L’on apprend que le droit d’accises spécial sur les importations est collecté et centralisé mensuellement au Fonds Spécial d’Équipement et d’Intervention Intercommunale (Feicom), tout comme les autres recettes de péréquation, notamment les Centimes Additionnels Communaux (CAC). En sa qualité de banque des communes, le Feicom établit trimestriellement des états financiers qu’il transmet à son organe de tutelle, le Ministère de la Décentralisation et du Développement Urbain (Minddevel).
AUTRES INNOVATIONS DU PROJET DE LOI
En vue de renforcer la politique fiscale des communes, l’Impôt Général Synthétique (IGS) a été proposé pour les micros et petites entreprises réalisant un chiffre d’affaires inférieur à 50 millions de FCFA. Cet impôt remplace l’impôt libératoire ainsi que sept autres taxes communales. Parmi les autres innovations prévues, le document met en avant l’affectation aux régions de l’intégralité des recettes issues du droit de timbre sur les cartes grises, ainsi qu’une part des revenus de la Taxe Spéciale sur les Produits Pétroliers (TSPP), destinée à l’entretien routier. En plus, le Feicom sera chargé de centraliser une quote-part de 70 % des taxes perçues par les régions, affectée à la péréquation, à l’exclusion du droit de timbre sur les cartes grises.

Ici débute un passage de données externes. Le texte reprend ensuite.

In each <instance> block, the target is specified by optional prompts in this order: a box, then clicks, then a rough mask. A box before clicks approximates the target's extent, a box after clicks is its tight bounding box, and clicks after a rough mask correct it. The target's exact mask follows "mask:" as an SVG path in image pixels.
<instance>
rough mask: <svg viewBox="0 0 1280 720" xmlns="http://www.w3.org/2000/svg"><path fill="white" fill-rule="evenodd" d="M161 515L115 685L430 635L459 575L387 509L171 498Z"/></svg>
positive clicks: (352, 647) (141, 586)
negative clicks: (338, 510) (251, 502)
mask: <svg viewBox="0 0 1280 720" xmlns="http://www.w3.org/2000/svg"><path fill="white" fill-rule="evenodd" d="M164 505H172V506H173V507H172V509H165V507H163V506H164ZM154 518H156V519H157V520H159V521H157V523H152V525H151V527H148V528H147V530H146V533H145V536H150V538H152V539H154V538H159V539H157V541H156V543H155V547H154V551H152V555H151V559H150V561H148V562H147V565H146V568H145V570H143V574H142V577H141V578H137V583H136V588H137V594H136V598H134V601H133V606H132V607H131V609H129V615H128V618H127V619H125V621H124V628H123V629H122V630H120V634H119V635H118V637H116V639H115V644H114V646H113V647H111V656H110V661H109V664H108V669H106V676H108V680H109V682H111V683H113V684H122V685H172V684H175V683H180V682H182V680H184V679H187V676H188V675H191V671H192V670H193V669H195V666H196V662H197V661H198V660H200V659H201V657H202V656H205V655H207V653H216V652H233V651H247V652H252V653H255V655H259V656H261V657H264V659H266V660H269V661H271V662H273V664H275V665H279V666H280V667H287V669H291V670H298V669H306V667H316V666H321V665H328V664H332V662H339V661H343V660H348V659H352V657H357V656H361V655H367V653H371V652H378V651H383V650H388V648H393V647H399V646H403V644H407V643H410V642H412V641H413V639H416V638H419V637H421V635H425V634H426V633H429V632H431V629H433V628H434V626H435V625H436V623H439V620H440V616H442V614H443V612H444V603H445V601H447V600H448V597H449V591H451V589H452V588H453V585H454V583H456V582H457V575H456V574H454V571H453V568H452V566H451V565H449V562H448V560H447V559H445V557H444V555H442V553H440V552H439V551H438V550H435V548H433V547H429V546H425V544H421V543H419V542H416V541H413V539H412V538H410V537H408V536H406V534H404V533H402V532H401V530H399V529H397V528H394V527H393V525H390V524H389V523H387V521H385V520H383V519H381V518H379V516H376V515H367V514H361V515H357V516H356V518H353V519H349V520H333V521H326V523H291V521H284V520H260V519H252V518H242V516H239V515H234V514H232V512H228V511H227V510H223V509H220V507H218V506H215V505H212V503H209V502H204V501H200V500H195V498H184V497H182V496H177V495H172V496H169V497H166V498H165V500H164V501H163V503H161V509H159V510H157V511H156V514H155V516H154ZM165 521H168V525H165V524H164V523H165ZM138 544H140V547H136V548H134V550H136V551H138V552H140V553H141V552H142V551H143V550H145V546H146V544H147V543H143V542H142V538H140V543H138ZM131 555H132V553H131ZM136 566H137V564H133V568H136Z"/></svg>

Pour les redevances pétrolières, gazières et minières, cette quote-part est fixée à 50 %. Plusieurs mesures de modernisation des procédures fiscales sont aussi envisagées. Il s’agit de la transformation des Centres divisionnaires des Impôts (CDI) en Centres de fiscalité locale et des particuliers (CFLP) pour une meilleure collecte des recettes ; la dématérialisation des processus fiscaux locaux, couvrant l’immatriculation, la déclaration et le recouvrement des impôts et taxes et la suppression des paiements en espèces au profit de modes de paiement sécurisés. Ce projet de loi intervient dans un contexte où, au cours de l’exercice 2022, les recettes de l’État allouées aux CTD s’élevaient à environ 226,9 milliards de FCFA, représentant près de 1 % du Produit Intérieur Brut (PIB). En revanche, les taxes communales recouvrées atteignaient seulement 24 milliards de FCFA, soit 0,1 % du PIB.
Par ailleurs, le rendement des prélèvements constituant les impôts communaux a enregistré une moyenne annuelle de 33 milliards de FCFA entre 2015 et 2019, avec une progression modérée d’environ 4,3 % par an. Le document déposé sur la table des députés le 13 novembre dernier veut réformer le cadre juridique et renforcer l’autonomie financière des Collectivités Territoriales Décentralisées. Cela vise à mieux satisfaire les exigences de la loi N° 2019/024 du 24 décembre 2019, relative au code des CTD, ainsi que celles de la Stratégie nationale de Développement à l’Horizon 2030 (SND 30). Atteindre cet objectif nécessite une augmentation des sources de financement.